Nun will Rüedi also gegen Polizeikommandant Adi Achermann und Kripochef Daniel Bussmann Anklage vor Gericht erheben. Auf Anfrage von Radio SRF machte er keine detaillierten Angaben zu den genauen Beweggründen. Er bestätigte lediglich, er habe den Parteien seine Absicht, Anklage zu erheben, mitgeteilt. Denn er könne zum jetzigen Zeitpunkt nicht zweifelsfrei sagen, ob die Luzerner Polizisten richtig gehandelt hätten.

Rüedi sagt weiter, dass er das Verfahren gegen die beiden Luzerner Polizisten noch nicht abgeschlossen habe. Dies werde wohl Ende 2016 oder Anfang 2017 der Fall sein. Es gebe somit gegen eine Anklageerhebung noch immer einen Vorbehalt.

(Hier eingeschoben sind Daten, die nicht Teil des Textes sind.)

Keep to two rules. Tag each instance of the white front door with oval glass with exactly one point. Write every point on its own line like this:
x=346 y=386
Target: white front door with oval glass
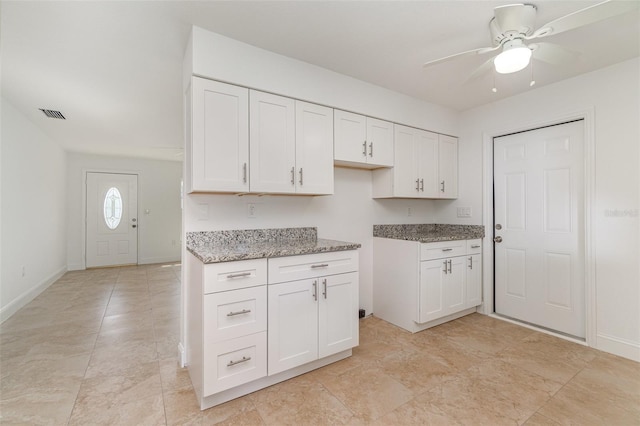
x=112 y=219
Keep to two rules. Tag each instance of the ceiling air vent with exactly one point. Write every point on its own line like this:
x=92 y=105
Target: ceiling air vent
x=53 y=114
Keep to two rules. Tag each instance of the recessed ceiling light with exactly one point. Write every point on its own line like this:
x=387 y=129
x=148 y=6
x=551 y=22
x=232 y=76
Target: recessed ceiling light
x=53 y=114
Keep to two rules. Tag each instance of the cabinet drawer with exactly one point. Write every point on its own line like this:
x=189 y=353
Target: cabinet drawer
x=234 y=275
x=474 y=246
x=235 y=313
x=291 y=268
x=234 y=362
x=443 y=249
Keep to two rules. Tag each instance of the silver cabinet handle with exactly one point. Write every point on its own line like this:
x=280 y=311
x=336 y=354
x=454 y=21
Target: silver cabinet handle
x=240 y=275
x=233 y=314
x=240 y=361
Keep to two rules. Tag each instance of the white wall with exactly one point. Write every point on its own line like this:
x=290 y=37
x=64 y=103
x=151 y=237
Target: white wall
x=159 y=234
x=33 y=193
x=350 y=213
x=612 y=94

Die Reaktion des Justizdirektors ...

Nach der nun angekündigten Anklage verweist der Luzerner Justizdirektor Paul Winiker auf die Unschuldsvermutung. Gleichzeitig sagt er im Interview mit Radio SRF: «Es ist durchaus im Interesse der betroffenen Polizisten, dass nun ein Gericht die Fakten gewichtet und ein Urteil spricht.»

Im September war bekannt geworden, dass die beiden Kaderleute vorläufig keine heiklen Einsätze mehr leiten dürfen. «Vor weitergehenden vorsorglichen Massnahmen» gegen die beiden sieht Regierungsrat Paul Winiker ab. Dass der Fall das Vertrauen der Bevölkerung in die Luzerner Polizei schmälern könnte, glaubt Winiker nicht.

... und der beteiligten Anwälte

Oskar Gysler, Anwalt des Sohnes der verstorbenen Frau, nimmt die Anklage mit Befriedigung zur Kenntnis: «Der Staatsanwalt ist offenbar auch der Meinung, dass der Polizeieinsatz nicht korrekt ablief.»

Anders sieht das Beat Hess von der Anwaltskanzlei, welche die beiden Polizeikader vertritt. Der Einsatz sei richtig und verhältnismässig gewesen: «Die Verhandlung wird das bestätigen, und wir erwarten einen Freispruch.»